Open and Closed Position: Positions in ballroom dancing. Closed position refers to a couple holding each other while standing face to face. Meanwhile, open position refers to a couple standing apart from each other. When assuming an open position, partners have the option to face inward or outward, hold one or both hands, or stand independently of each other.
Plie: A ballet dance position in which the dancer bends their knees while holding their torso upright.
Popping: A breakdancing technique in which the dancer continuously flexes their muscles to the beat of the music. A common popping move is to form arm and body waves so that it appears as if an electrical current has passed through the dancer’s body.
Promenade: In ballet, this is when a dancer slowly pivots their body while standing on one leg.
Rhythm/Latin: A form of ballroom dance that includes the cha-cha, rumba, east coast swing, bolero, and mambo. This style of ballroom dance emphasizes vibrant displays of energy and personal flair.

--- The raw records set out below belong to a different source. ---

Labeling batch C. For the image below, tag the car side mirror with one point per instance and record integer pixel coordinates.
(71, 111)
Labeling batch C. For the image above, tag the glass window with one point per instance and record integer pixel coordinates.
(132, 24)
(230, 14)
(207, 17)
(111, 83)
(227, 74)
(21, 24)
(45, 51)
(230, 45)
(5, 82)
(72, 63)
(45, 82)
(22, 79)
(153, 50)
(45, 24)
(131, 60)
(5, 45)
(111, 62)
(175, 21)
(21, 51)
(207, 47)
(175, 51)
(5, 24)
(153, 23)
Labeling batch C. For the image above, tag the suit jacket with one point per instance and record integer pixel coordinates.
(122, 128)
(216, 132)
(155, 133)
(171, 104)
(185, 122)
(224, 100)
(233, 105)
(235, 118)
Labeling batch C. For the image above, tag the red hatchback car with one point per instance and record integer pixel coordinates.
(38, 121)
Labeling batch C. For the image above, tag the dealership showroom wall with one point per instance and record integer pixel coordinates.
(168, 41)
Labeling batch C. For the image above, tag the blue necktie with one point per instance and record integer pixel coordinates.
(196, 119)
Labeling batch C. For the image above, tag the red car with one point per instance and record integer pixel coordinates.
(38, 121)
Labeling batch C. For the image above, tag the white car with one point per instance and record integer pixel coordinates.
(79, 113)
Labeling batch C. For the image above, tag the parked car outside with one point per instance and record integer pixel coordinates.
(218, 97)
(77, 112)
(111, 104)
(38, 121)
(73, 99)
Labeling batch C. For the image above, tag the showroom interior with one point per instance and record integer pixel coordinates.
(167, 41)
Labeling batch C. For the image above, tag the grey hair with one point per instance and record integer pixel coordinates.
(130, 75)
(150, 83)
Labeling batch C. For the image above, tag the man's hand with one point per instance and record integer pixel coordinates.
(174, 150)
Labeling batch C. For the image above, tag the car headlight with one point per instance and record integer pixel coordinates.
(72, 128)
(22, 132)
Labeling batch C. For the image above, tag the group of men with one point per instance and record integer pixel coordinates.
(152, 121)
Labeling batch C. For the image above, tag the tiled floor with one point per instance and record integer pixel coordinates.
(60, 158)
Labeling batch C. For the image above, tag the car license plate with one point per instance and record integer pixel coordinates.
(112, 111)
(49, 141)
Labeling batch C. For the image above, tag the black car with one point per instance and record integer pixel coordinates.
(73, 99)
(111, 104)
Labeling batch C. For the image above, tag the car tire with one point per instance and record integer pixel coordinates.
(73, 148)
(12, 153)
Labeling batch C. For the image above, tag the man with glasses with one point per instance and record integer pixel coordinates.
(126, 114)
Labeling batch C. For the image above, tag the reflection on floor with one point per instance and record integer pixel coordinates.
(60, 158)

Saute: In ballet, this is a simple jump in the vertical direction.
Second position: One of five ballet positions. When in second position, the dancer’s feet should be separated about shoulder-width apart with the toes turned outward. Additionally, the dancer’s arms should be outstretched and slightly rounded.
Smooth/Standard: A form of ballroom dance that includes the waltz, tango, foxtrot, and Viennese waltz. This style of ballroom dance emphasizes the elegance, grace, and fluidity of movement. Dancers rotate in a counterclockwise direction across the dance floor and constantly transition from one place to the next in a fixed pattern.
Spotting: A technique used in ballroom dancing to reduce dizziness during spins and turns. When spotting, a dancer chooses a reference point to focus on for as long as possible while spinning or turning. When the dancer can no longer see the reference point during their spin or turn, they quickly whip their head around to spot the reference point again.
Third Position: One of five ballet positions. When in third position, the dancer’s left foot should be placed forward while the heel of the right foot is placed against the arch of the left foot. The dancer’s right arm should be extended out to the side while the left arm is rounded over the head.
Tour: In ballet, this is a turn of the body.
8-count: The manner in which music is counted and broken down. Hip-hop dances are typically choreographed to eight counts at a time.
What is some ballet terminology?
Some common ballet terminology includes port de bras (carriage of the arms), plié (bending), tendu (stretched), passé (passed), and arabesque (a basic pose on one leg with the other leg extended behind). Other ballet terms are piqué (quickly lifting one leg off the ground), sauté (jumping), and pas de bourrée (a series of steps in the order of back, side, and front).
What is a partnered dance?
A partnered dance is a dance that involves the cooperation of two partners in performing a dance. There are various types of partnered dances, and these kinds of dances are common in cultures all over the world. Many of the most popular and well-known dances are partnered dances, including swing dancing, salsa dancing, the waltz, the tango, and the foxtrot, among many others.
What are the most popular types of dancing?
The most popular types of dancing are ballet, tap, jazz, and modern dance. Other popular types of dancing are ballroom, traditional jazz and African American dance, lyrical, hip hop, funk, contemporary, highland, Irish, breakdancing, and line dancing.